To avoid being a target for website accessibility settlement demands and lawsuits, companies should analyze and take proactive measures to update their websites. In the current environment, companies should strongly consider the investment of reviewing the WCAG 2.0 AA guidelines to understand the types of issues the guidelines address, engaging third-party vendors, when necessary, to perform assessments of their sites and determine the levels of compliance with WCAG 2.0 AA, drafting and adopting Web accessibility policies, and training their employees on website accessibility requirements. While not a complete bar to lawsuits and settlement demands, if implemented correctly, these measures significantly fortify one’s defenses, position a company to expeditiously resolve claims, and deter a possible DOJ inquiry. Often, an assessment by an independent compliance expert will differ significantly with a plaintiff’s expert report, and this affords a significant advantage if accessibility is challenged. But if an assessment is commissioned, it should be acted upon. A failure to act promptly on an independent compliance assessment can severely impair the defense of a claim. Consulting with counsel experienced in this area to discuss a compliance and response strategy is also advisable.

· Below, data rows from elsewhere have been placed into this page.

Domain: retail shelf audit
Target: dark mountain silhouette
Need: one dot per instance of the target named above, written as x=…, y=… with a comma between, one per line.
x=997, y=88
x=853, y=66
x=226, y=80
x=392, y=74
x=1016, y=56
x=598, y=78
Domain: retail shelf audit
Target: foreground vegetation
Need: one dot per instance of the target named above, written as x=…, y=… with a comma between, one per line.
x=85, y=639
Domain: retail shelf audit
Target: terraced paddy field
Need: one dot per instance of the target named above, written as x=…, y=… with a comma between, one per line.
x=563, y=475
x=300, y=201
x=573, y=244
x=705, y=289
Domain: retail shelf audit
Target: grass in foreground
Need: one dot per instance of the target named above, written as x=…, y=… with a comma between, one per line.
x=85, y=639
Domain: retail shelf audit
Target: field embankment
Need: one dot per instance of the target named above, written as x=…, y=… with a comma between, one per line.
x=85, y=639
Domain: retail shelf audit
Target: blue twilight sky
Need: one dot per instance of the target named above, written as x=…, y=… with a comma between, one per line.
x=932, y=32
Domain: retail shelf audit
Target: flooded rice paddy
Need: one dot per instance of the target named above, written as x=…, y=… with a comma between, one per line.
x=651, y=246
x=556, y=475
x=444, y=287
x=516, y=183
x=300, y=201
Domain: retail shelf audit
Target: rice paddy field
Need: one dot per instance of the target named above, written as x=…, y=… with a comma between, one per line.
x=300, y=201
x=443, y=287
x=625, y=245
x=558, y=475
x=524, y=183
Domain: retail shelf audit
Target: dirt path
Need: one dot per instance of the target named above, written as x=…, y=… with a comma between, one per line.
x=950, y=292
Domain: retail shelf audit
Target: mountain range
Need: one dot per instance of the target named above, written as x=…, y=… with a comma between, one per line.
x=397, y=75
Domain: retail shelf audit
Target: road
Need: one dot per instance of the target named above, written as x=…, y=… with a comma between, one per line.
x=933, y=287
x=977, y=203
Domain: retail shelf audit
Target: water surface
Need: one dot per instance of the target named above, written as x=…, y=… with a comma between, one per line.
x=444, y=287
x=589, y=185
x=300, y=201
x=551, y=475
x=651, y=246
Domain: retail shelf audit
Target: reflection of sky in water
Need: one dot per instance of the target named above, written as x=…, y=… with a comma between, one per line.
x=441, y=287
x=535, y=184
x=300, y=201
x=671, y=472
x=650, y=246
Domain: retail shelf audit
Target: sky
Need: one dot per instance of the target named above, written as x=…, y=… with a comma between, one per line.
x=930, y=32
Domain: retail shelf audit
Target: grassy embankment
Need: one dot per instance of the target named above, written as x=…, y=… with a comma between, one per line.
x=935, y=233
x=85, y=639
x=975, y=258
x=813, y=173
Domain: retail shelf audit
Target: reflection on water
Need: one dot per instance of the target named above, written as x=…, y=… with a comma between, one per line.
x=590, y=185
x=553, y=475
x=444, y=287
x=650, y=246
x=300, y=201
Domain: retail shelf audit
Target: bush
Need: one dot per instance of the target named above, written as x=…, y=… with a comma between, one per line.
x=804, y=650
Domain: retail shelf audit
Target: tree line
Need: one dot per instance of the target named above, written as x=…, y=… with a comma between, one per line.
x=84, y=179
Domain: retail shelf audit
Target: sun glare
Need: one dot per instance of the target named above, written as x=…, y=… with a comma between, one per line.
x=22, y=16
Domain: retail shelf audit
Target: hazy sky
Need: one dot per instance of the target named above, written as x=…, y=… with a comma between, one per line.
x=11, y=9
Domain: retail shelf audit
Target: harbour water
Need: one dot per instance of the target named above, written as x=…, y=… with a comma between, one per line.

As a final note, while there are many ways to respond to website accessibility demands, not responding at all could further complicate a defense. Among other unreasonable compliance and damages-related demands, demand letters usually contain overbroad document preservation directives (so-called “litigation hold” notices) that, if left unaddressed, might invite spoliation claims and increased defense costs if a lawsuit is filed. Moreover, careful consideration should be given to the response, the manner in which it is made, and whether it emanates from legal counsel, to ensure that the communications are considered inadmissible settlement discussions, and internal remedial discussions are protected from disclosure in a future lawsuit. In short, careful analysis and proactive measures can reduce the risk of website accessibility exposure and are worth the effort and expense.